Pulling attributes from text

(Matthew Williams) #1

I want to bring in to tinderbox highlights from ibooks and automatically extract text into some attributes. So here is some original text from the ibooks output:

May 20, 2018

Chapter One: A COMPUTER WANTED, p. 12

punched cards, which separated pattern from process for the first time in history, would eventually find their way into the earliest computers. Patterns encoded on paper, which computer scientists later called “programs,” could meaningfully entangle numbers as easily as thread. The Jacquard loom

May 20, 2018

Chapter One: A COMPUTER WANTED, p. 10

Indeed, computing was the grunt labor of organized science; before they were made obsolete, human computers prepared ballistics trajectories for the United States Army, cracked Nazi codes at Bletchley Park, crunched astronomical data at Harvard, and assisted numerical studies of nuclear fission on the Manhattan Project. Despite the diversity of their work, human computers had one thing in common.

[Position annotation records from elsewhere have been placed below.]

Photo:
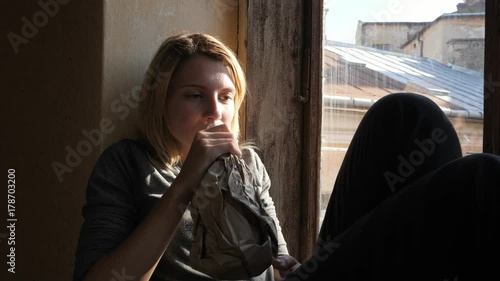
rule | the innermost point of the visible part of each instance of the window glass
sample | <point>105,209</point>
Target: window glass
<point>373,48</point>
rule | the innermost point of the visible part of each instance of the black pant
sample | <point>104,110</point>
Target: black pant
<point>406,205</point>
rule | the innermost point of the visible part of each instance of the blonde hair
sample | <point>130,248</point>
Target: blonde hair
<point>172,52</point>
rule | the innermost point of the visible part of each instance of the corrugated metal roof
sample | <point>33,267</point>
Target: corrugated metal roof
<point>461,87</point>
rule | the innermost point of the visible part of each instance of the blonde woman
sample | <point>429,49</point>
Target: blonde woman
<point>137,225</point>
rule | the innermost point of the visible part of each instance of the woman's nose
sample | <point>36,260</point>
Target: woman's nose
<point>213,109</point>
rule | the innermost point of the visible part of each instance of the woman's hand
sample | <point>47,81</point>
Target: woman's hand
<point>285,264</point>
<point>208,144</point>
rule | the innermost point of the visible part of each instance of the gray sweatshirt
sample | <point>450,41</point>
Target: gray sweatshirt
<point>122,189</point>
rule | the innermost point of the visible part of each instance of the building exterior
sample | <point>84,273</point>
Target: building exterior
<point>357,76</point>
<point>455,38</point>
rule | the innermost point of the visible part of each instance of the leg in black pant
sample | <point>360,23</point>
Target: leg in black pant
<point>406,205</point>
<point>402,137</point>
<point>444,226</point>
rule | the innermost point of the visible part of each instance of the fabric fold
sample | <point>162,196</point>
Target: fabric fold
<point>233,238</point>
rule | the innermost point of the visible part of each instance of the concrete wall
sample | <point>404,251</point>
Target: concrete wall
<point>63,63</point>
<point>434,40</point>
<point>391,34</point>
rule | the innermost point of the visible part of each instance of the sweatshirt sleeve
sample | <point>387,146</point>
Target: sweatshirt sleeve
<point>253,160</point>
<point>110,212</point>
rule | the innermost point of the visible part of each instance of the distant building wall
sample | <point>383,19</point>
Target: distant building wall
<point>468,53</point>
<point>444,40</point>
<point>388,36</point>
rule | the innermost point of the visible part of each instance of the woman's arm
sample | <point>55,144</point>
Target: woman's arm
<point>141,251</point>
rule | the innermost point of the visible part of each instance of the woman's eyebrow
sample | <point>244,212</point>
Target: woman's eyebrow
<point>204,87</point>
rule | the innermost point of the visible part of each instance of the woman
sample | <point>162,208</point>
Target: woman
<point>137,223</point>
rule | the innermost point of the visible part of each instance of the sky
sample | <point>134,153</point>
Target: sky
<point>342,17</point>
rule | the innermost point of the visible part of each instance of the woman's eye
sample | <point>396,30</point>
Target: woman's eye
<point>194,96</point>
<point>227,97</point>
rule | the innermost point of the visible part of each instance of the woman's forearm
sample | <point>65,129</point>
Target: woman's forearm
<point>139,255</point>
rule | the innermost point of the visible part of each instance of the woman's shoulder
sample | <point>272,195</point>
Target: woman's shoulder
<point>252,158</point>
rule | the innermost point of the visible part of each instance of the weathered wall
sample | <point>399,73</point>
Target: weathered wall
<point>51,92</point>
<point>133,32</point>
<point>274,113</point>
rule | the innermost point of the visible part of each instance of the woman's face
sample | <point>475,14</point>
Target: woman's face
<point>200,93</point>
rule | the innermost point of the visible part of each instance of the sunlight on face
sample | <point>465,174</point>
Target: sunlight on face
<point>200,93</point>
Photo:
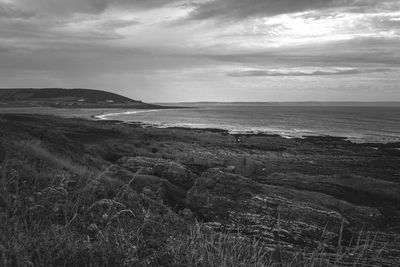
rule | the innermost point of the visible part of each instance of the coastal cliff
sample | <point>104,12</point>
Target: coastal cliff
<point>147,196</point>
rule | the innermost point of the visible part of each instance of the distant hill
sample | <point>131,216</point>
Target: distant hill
<point>73,98</point>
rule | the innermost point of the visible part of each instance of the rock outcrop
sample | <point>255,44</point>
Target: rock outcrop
<point>273,213</point>
<point>174,172</point>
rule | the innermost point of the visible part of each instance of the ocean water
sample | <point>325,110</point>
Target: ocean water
<point>357,123</point>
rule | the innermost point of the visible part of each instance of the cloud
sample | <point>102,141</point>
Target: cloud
<point>239,9</point>
<point>71,7</point>
<point>275,73</point>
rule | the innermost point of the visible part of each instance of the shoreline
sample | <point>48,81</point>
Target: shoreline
<point>237,133</point>
<point>315,182</point>
<point>94,114</point>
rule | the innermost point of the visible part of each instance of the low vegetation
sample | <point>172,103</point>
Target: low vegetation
<point>58,208</point>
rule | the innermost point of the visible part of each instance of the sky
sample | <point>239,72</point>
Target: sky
<point>205,50</point>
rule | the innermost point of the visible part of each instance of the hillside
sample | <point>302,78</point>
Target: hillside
<point>57,97</point>
<point>79,192</point>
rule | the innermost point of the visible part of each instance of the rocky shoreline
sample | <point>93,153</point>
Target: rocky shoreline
<point>297,194</point>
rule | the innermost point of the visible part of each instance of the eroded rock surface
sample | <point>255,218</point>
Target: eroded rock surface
<point>277,214</point>
<point>174,172</point>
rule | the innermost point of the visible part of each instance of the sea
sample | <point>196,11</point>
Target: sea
<point>361,123</point>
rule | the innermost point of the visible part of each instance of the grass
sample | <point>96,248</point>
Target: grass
<point>72,221</point>
<point>58,210</point>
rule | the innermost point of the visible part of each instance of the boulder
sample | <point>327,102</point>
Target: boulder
<point>115,177</point>
<point>274,213</point>
<point>174,172</point>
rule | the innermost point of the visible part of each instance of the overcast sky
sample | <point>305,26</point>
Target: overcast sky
<point>193,50</point>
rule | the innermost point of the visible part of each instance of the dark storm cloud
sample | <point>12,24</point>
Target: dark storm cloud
<point>70,7</point>
<point>268,73</point>
<point>10,11</point>
<point>240,9</point>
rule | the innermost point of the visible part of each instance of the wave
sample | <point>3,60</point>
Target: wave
<point>105,116</point>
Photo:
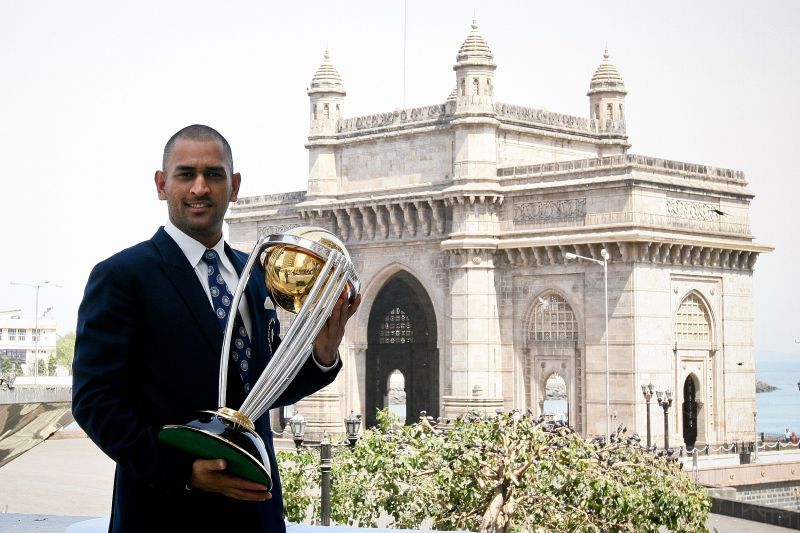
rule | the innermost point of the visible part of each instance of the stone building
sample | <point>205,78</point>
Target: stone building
<point>459,217</point>
<point>22,340</point>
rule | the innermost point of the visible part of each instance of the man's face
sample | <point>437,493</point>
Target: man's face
<point>198,185</point>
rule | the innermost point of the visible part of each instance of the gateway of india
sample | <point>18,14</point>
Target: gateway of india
<point>460,216</point>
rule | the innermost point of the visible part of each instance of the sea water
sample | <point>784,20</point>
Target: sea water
<point>778,409</point>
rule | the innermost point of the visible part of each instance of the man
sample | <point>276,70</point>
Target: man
<point>147,353</point>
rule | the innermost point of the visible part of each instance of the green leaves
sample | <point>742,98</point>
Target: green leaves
<point>496,473</point>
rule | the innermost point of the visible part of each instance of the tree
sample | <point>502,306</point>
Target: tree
<point>500,474</point>
<point>65,351</point>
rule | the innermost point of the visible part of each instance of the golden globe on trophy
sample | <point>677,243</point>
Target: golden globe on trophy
<point>305,270</point>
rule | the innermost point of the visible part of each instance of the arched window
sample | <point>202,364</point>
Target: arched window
<point>552,320</point>
<point>692,323</point>
<point>396,328</point>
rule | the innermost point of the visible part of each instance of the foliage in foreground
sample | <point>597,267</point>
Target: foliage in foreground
<point>504,473</point>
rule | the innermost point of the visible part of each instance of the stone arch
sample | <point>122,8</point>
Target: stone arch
<point>396,394</point>
<point>693,337</point>
<point>546,355</point>
<point>692,417</point>
<point>549,409</point>
<point>687,304</point>
<point>401,335</point>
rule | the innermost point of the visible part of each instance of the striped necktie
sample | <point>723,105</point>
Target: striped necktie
<point>241,349</point>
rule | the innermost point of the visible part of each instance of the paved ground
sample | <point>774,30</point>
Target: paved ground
<point>68,480</point>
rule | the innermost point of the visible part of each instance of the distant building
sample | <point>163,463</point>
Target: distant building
<point>20,338</point>
<point>459,217</point>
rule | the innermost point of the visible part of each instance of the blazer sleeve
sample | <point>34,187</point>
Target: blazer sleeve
<point>103,394</point>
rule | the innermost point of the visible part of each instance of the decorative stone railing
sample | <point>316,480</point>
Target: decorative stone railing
<point>569,216</point>
<point>444,113</point>
<point>629,160</point>
<point>544,117</point>
<point>273,199</point>
<point>429,113</point>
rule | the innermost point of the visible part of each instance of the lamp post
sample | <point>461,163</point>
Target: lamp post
<point>665,401</point>
<point>352,423</point>
<point>648,390</point>
<point>298,425</point>
<point>755,440</point>
<point>604,263</point>
<point>36,286</point>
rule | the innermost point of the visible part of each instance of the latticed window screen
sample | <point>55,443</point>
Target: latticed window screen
<point>396,328</point>
<point>552,320</point>
<point>692,322</point>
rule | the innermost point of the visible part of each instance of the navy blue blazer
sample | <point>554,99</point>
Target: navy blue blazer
<point>147,354</point>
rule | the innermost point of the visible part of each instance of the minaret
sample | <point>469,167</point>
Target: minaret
<point>475,75</point>
<point>474,121</point>
<point>607,98</point>
<point>326,96</point>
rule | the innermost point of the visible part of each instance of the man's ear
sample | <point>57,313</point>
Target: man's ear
<point>160,182</point>
<point>236,180</point>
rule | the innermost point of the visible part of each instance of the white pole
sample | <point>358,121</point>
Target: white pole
<point>608,392</point>
<point>36,339</point>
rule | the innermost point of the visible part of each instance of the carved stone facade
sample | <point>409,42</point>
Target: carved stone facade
<point>459,217</point>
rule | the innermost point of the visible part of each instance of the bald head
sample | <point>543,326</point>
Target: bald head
<point>198,132</point>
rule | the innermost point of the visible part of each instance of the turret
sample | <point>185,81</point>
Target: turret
<point>607,98</point>
<point>474,75</point>
<point>327,99</point>
<point>326,96</point>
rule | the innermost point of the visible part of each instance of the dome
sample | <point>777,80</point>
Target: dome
<point>327,78</point>
<point>606,78</point>
<point>475,49</point>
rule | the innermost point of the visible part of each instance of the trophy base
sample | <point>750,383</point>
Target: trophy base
<point>223,434</point>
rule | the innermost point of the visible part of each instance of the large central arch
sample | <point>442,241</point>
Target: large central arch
<point>401,335</point>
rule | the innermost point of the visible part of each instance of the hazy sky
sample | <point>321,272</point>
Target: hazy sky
<point>90,91</point>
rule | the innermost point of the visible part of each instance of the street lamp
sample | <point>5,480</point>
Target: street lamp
<point>648,390</point>
<point>298,424</point>
<point>604,262</point>
<point>351,425</point>
<point>36,286</point>
<point>665,401</point>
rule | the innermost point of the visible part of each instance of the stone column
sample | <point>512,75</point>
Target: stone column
<point>475,354</point>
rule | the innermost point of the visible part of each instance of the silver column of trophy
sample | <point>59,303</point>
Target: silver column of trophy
<point>305,270</point>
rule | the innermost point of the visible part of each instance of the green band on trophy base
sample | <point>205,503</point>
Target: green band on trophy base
<point>214,437</point>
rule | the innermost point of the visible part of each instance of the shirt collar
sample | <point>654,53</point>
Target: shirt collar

They were women.

So the text in the note should just be the highlighted text. $Chapter should be the chapter text up to but not including the page, and $page should be the page number.

I am generally comfy with regex but not seeing any examples of use in an action in tinderbox.

(eastgate) #2

I believe there’s an example of this in the Agents and Actions section of Getting Started.

The general pattern is to use an agent to find a pattern, and extract the substring:

Query: $Text.contains(“Chapter.+:(.+),”)
Action: $Chapter=$1;

(Matthew Williams) #3

ahhh, i think i was missing it because i wasn’t sure how to search for what i wanted, and i didn’t realize that $1 would be the results of the query.